L'Espace et le Temps

Ils peuvent difficilement se détacher du thème précédent car l'immersion de Bill VIOLA s'y poursuit.

La Sculpture du Temps

C'est la grande trouvaille de l'artiste.Le temps est distordu, ralenti, suspendu, déplié, décomposé, en boucle, superposé.Il peut même être arrêté. C'est un point de convergence de la vidéo et de la méditation.

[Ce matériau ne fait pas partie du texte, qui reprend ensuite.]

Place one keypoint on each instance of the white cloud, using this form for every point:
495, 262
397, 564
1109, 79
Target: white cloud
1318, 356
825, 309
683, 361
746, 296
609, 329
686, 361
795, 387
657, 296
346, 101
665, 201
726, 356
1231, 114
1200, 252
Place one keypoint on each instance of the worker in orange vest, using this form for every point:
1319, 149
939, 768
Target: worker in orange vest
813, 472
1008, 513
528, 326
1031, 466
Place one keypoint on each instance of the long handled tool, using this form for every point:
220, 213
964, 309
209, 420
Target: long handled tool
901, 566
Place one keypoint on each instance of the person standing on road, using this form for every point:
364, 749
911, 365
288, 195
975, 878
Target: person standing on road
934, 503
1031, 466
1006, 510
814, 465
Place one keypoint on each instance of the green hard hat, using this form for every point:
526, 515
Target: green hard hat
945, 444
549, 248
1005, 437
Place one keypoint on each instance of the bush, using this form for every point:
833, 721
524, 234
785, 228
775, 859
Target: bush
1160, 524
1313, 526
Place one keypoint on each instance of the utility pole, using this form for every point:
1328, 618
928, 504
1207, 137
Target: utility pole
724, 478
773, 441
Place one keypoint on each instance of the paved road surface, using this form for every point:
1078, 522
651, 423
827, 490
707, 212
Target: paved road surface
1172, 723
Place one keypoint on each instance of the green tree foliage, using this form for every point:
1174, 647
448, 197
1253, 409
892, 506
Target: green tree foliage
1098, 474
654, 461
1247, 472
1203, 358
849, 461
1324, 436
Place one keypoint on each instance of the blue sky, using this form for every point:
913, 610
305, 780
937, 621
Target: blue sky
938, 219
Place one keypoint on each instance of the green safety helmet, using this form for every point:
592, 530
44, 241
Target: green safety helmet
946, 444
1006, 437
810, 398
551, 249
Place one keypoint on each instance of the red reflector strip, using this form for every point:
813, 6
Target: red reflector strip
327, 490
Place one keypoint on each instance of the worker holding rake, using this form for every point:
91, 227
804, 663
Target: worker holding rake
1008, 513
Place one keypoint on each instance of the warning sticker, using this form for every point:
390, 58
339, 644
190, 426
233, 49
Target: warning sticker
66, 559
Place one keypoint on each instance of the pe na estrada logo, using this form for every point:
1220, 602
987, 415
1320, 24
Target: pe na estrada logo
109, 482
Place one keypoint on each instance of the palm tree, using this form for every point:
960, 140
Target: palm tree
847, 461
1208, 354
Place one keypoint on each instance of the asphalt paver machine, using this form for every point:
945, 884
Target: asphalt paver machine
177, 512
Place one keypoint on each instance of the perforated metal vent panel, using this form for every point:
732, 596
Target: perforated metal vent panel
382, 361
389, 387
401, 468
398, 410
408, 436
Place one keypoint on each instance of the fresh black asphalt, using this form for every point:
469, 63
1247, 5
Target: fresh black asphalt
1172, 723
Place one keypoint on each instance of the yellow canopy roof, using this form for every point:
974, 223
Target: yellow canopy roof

Bill VIOLA nous libère du temps qu'il symbolise dans la marche des hommes et des femmes dans le désert, il nous le montre dans les trois générations de femmes,''Three Women'', il le télescope entre la naissance de son fils et la mort de sa mère, il le suspend chez les rêveurs, il nous fait franchir le mur du temps dans le livre des morts égyptiens.

L'Espace est occupé par ce temps : c'est l'espace du désert parcouru , celui de l'homme immobilisé au-dessus de sa piscine, des dormeurs figés dans le liquide amniotique. L'espace s'exprime en cascade dans le ''Déluge''.

A la fin de l'exposition, le spectateur a évolué : loin de la vie trépidante, son imaginaire s'est redéployé en pénétrant dans le monde de Bill VIOLA, ses rêves et ses fantasmes.

Il a fait sien le ''Grand Récit'' de Michel SERRE, le métissage des cultures, la symbiose de la Technologie et de l'Art. Il a découvert les dualités de la ''Déconstruction'' de DERRIDA. et ses couples dynamiques, la Vie/ la Mort, le Rêve / la Réalité, l'Instant / l'Eternité, la Technique et la Spiritualité, l'Eau et le Feu, l'Espace et le Temps.

Il a réalisé que Bill VIOLA nous a parlé de Sa Vie, mais également de La Nôtre.